Si recò allora in Francia, ove Luigi XIV per mezzo del padre La Chaize tentò inutilmente di richiamarlo al cattolicesimo. È pure di questo periodo il carteggio del L. con la marchesa Sidonia de Courcelles, prigioniera alla Conciergerie. Dal 1680 al 1683 il L. è a Londra, dove per incarico di Carlo II scrive il Teatro britannico; ma la pubblicazione, offensiva per i cattolici d'Inghilterra, gli procura un nuovo sfratto. Deve cercare rifugio in Olanda; ivi trascorre gli ultimi anni di sua vita pubblicando un'enorme congerie di libri, tra cui il Teatro gallico (1691-97), la Vita del duca di Ossuna, la Vita di Carlo V, i Ragguagli historici e politici (1698).

La sua vera natura si era intanto manifestata: un desiderio di vedere e di conoscere, di penetrare i segreti delle corti e dei gabinetti diplomatici, di raccogliere giudizî e pettegolezzi; ora a Londra e ora ad Amsterdam, irrequieto e incostante, pronto a scrivere la satira violenta e a tessere l'elogio d'uomini e di governi, ma sempre con la pretesa d'essere schietto e coraggiosamente veritiero. E note di sincerità non mancano, massime quando parla dell'Olanda alla cui vita borghese e commerciale vanno tutte le sue simpatie e dell'Italia ("Ho abbandonato l'Italia, ma non già l'amore per gli Italiani"), nazione cui si sente fiero d'appartenere (Lettere, 1700, vol. I, Dedica). Nel suo spirito vi è assenza di contrasti ideali e problemi morali; vi affiora però una visione non più chiusa, non più ristretta, ma europea della vita politica, e traspaiono le prime esigenze d'un rinnovamento sociale e civile nell'interno dei singoli stati.

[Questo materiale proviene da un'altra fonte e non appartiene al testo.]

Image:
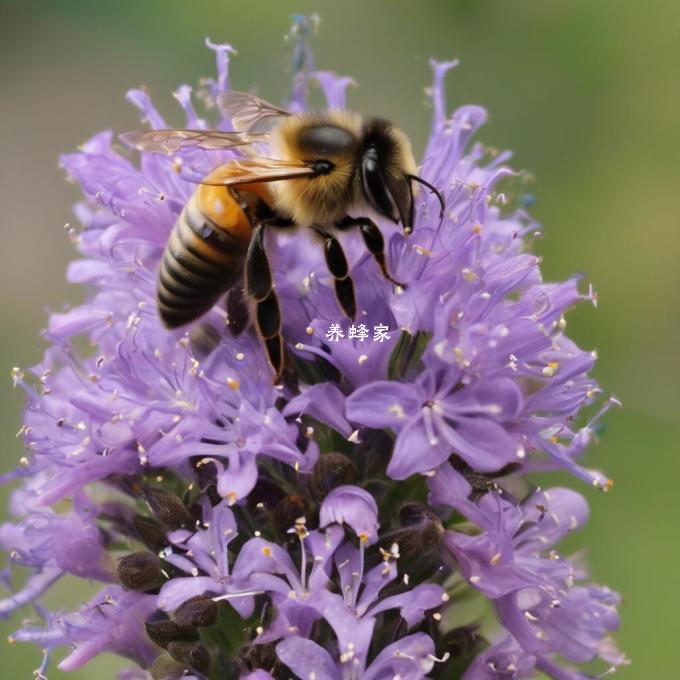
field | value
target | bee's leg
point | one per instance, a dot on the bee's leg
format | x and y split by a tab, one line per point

Gli scritti del L. sono una miniera d'osservazioni, oltre che di notizie, dove il vecchio comincia col far posto al nuovo; e spesso la critica politica, come nei giudizî su lo stato d'animo dei Lombardi e dei Napoletani sotto il dominio spagnolo (Dialoghi politici, 1666, I, pp. 29, 199) o nell'esame della politica piemontese (ibid., II, p. 451 segg.) o nell'indagine sulla decadenza della nobiltà genovese (Le visioni politiche, 1671, p. 108), non è disgiunta da un senso storico abbastanza vigile ed esercitato.

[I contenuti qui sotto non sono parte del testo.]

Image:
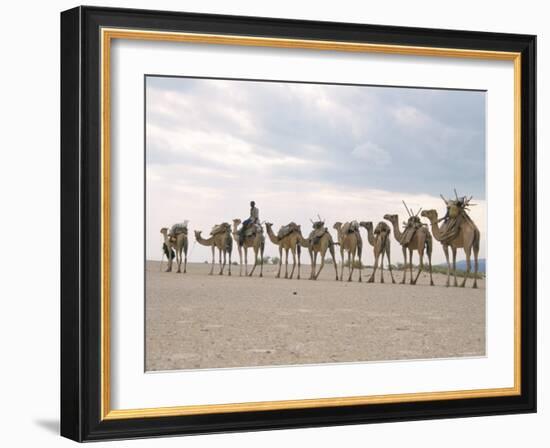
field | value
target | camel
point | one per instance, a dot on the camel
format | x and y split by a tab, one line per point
256	242
223	242
351	243
318	245
380	241
459	232
289	242
420	241
179	244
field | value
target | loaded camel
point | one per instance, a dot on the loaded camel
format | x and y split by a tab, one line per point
288	240
220	238
256	242
317	243
416	237
380	241
457	231
176	243
350	241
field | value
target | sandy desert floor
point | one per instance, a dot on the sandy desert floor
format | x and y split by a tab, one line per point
197	321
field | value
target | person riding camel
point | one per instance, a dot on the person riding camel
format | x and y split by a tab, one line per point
252	220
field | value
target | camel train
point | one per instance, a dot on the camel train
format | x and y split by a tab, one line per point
455	230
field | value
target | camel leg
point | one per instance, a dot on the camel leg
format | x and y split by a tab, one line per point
213	260
240	260
375	267
342	266
221	265
313	265
404	265
170	260
299	251
286	262
420	266
331	249
430	266
185	262
389	263
351	260
280	262
293	251
320	267
410	267
262	261
475	268
467	250
454	264
446	251
255	263
382	267
360	264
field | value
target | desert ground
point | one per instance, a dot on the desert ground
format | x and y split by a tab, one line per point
197	321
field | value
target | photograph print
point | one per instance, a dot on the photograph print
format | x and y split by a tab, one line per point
297	223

Bibl.: A. Cameroni, Uno scrittore avventuriero del sec. XVII, Milano 1894 (invecchiato); A. Albertazzi, G. L. spirito satirico, in Parvenze e sembianze, Bologna 1892. Fondamentale è L. Fassò, Avventurieri della penna nel Seicento, Firenze 1923; v. anche Cavalli, Degli scrittori politici italiani nella seconda metà del secolo XVII, Bologna 1903, pp. 93-105; A. Jemolo, Stato e Chiesa negli scrittori italiani del Seicento e del Settecento, Torino 1914, pp. 15 e 288.